Project number: 1994-168
Project Status:
Completed
Budget expenditure: $52,340.00
Principal Investigator: Stephen Donnellan
Organisation: SARDI Food Safety and Innovation
Project start/end date: 29 Jun 1995 - 30 Mar 1997
Contact:
FRDC

Objectives

1. To use molecular techniques to identify structuring in snapper in SA waters and discriminate between any stocks that may be present

Final report

ISBN: 0 7308 5808 1
Author: Dr Stephen C. Donnellan
Final Report • 1996-12-03 • 1.08 MB
1994-168-DLD.pdf

Summary

The snapper (Pagrus auratus) fishery in South Australia is currently managed as one stock, although recent changes to the regional management of the recreational fishery have been based in part on an assumption of a multi-stock population structure.  Tagging and genetic studies in other States have shown that different stocks do occur over relatively small geographical areas.  This prompted an interest in identifying the existence or otherwise of separate stocks in South Australian snapper.  An urgency to identify the appropriate spatial management units for this species has been prompted by the decline of the commercial catch to its lowest levels since 1968.

Studies of genetic variation in the proteins and DNA of snapper were carried out at the South Australian Museum to determine the presence of genetically isolated breeding stocks. Fish from each of the three commercially fished areas within the state and from Victoria and Western Australia were sampled over a 5 year period with assistance from commercial and recreational fishers.

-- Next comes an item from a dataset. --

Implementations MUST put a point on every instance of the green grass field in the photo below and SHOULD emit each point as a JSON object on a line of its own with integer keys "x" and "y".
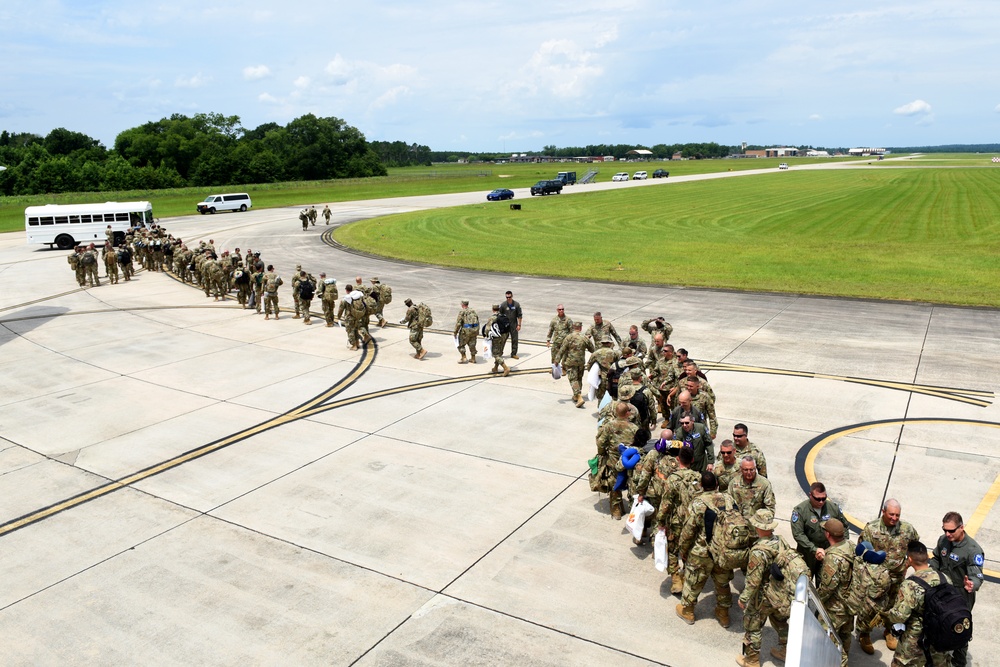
{"x": 437, "y": 179}
{"x": 910, "y": 234}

The present genetic study provided no evidence of the existence of more than one stock in the commercially fished waters in S.A. and  south-western W.A.  This is consistent with tagging studies carried out in South Australia over the past 19 years.  In contrast, both genetic and tagging studies have shown that fish from Port Phillip Bay, Victoria represent a different stock which extends into the south-east of S.A.
The significance of these results is that the snapper fishery in S.A. should be managed as a single genetic stock. Ultimately, final management of the fishery will incorporate other scientific and economic parameters, but will have a stronger biological basis because of the availability of these genetic data.